Kinderbuch-Klassiker von Enid Blyton

Kinderbuch-Klassiker von Enid Blyton

Enid Blyton eine Rassistin? Seit einigen Jahren schlägt die Debatte um diskriminierende Begriffe in Kinderbüchern in regelmäßigen Abständen hohe Wellen. Während die einen in der Änderung von Kinderbuch-Klassikern wie Pippi Langstrumpf- oder Jim Knopf-Büchern einen Akt der Zensur sehen, stellt sie für andere einen notwendigen Schritt zur Aufklärung über die diskriminierende Funktion von Sprache bei der Reproduktion rassistischer Stereotype dar. Am Beispiel Enid Blytons zeigt Schriftstellerin, Kulturwissenschaftlerin und Journalistin Mithu Sanyal auf, dass die Art und Weise, in der aktuell über Rassismus in der Kinderliteratur gesprochen wird, beweist, dass dieser noch lange nicht überwunden ist.
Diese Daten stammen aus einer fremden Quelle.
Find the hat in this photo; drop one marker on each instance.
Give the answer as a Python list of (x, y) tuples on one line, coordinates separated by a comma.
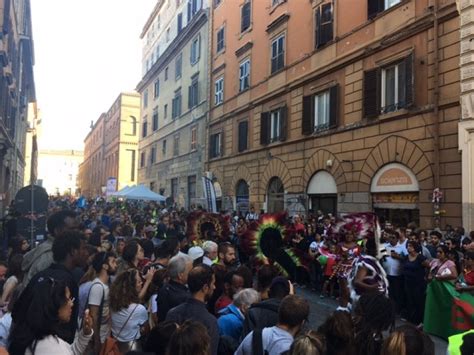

Während die Welt um mich herum im Hochwasser versinkt, schreibe ich über Enid Blyton, die am besten bekannt ist für ihre Fünf Freunde-Serie und die Internatsgeschichten um die Zwillinge Hanni und Nanni: Eskapismus im Kinderbuchformat. Warum also ausgerechnet Enid Blyton?

Weil sich an ihr gerade eine Debatte entzündet, die so oder in ähnlicher Form seit Jahren virulent ist: Was machen wir, wenn es in Büchern, die wir lieben – und vor allem in Kinderbüchern, die wir lieben – nicht nur Eskapismus gibt, sondern auch Rassismus? An dieser Stelle könnte genauso gut Sexismus stehen oder Klassismus, aber die Front, an der diese Themen zurzeit ausgehandelt werden, ist nun einmal Rassismus.

Begonnen hat alles im Juni 2021. English Heritage, die Wohltätigkeitsorganisation, die das britische Kulturerbe – von Stonehenge bis Shakespeare – verwaltet, aktualisierte ihre Onlineinformationen zu der blauen Gedenkplakette an dem Haus, in dem Enid Blyton von 1920–1924 lebte, zu: „Blyton’s work has been criticized during her lifetime and after for its racism, xenophobia and lack of literary merit.“

Sofort ging die Schlagzeile um die Welt: Was Enid Blyton racist?

Was für eine Frage? Natürlich. Wer das nicht weiß, hat noch nie ein Buch von ihr in der Hand gehabt. Können wir jetzt wieder zur Tagesordnung übergehen? Natürlich nicht.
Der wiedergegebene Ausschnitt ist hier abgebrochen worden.